Свет в конце аллеи
Шрифт:
Как-то вечером на общий сабантуй приехали из города Острогин с Федей и еще много-много своих. Была попойка, были все те же партийные разговоры о том, кого еще надо прижать к ногтю и свернуть в бараний рог, а кого из своих поддержать или двинуть и как лучше дать жидам по носу. Саше еще хотелось по временам поговорить о своем, о главном, но он все точнее ощущал, что разговаривав уже не с кем и поговорить не придется. Он встал незаметно в разгар пира и пошел кружить по дорожкам между заборами, дачами, деревьями, замерзшими лужами, а вернулся в Дом к самому разъезду гостей и возле колонного портика у главного входа нос к носу столкнулся с Федей.
— Вот кого я люблю! — закричал, облапив его, пьяненький Федя. — Нет, братцы, точно, вот кого я люблю! А какие стихи пишет Неваляшка, о братцы, такие, я вам скажу, пошли стихи… Слушай!
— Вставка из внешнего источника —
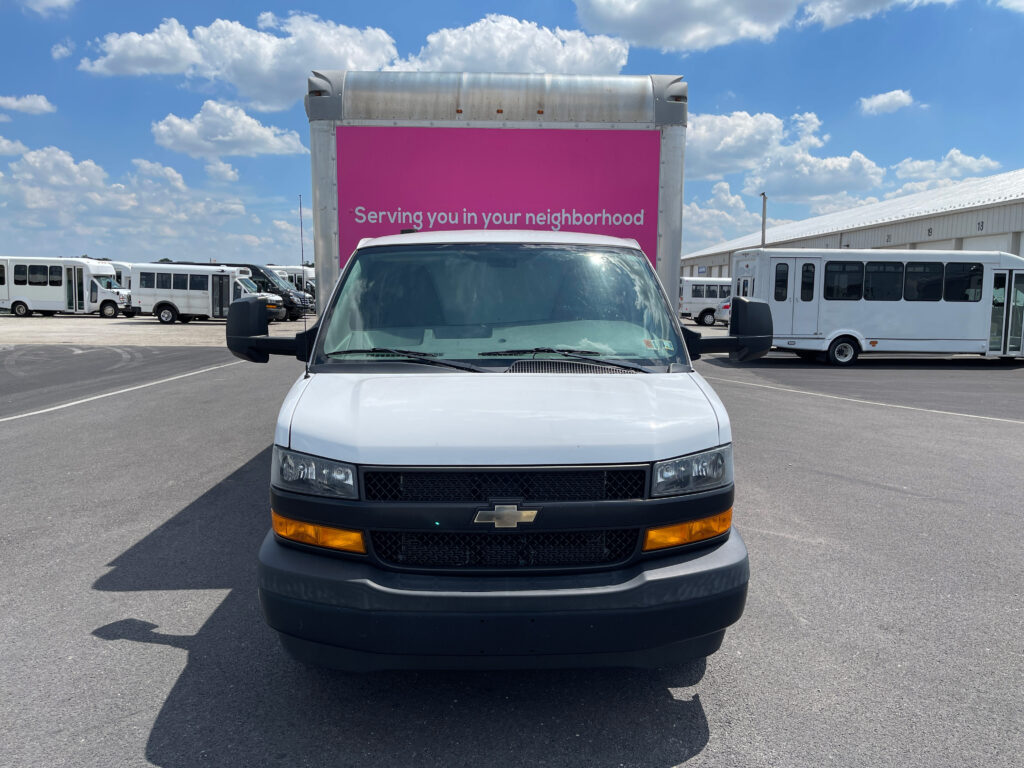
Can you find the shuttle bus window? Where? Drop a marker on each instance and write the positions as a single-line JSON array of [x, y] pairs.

Нет, слушай… — Федя вдруг стал говорить жалобно, чуть не плача. — Слушай, а почему вот мы никогда не сядем, ни о чем таком не поговорим, а? А когда поговорим? Все завтра да завтра… Вот сегодня ты живой, а завтра… Нет, правда, Саш, отчего? Есть идея! Сейчас мы едем ко мне — мы сидим, мы травим, мы еще раздавим пузырек, а утром ты вернешься на свои уроки, будешь учить про амфибрахиев… Довезешь нас, Кондратьич, а?
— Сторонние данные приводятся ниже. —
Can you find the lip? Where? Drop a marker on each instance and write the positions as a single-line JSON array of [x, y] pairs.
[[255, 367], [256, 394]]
— Конечно, — сказал Остроган, — только прыгайте скорей в машину, а то братва набежит, всем места не хватит.
И они поехали в Москву, к Феде, а когда добрались, то было ясно, что для разговоров Федя уже слишком пьяный и даже добавлять пузырек ему уже незачем, потому что он сразу повалился на койку и захрапел, слава Богу, еще успел буркнуть сквозь храп жене, которая смотрела на Сашу не очень-то дружелюбно (может, думала, что это он споил Федю):
— Стелить! Ночуем у нас! Разговоры прекратить! Отбой!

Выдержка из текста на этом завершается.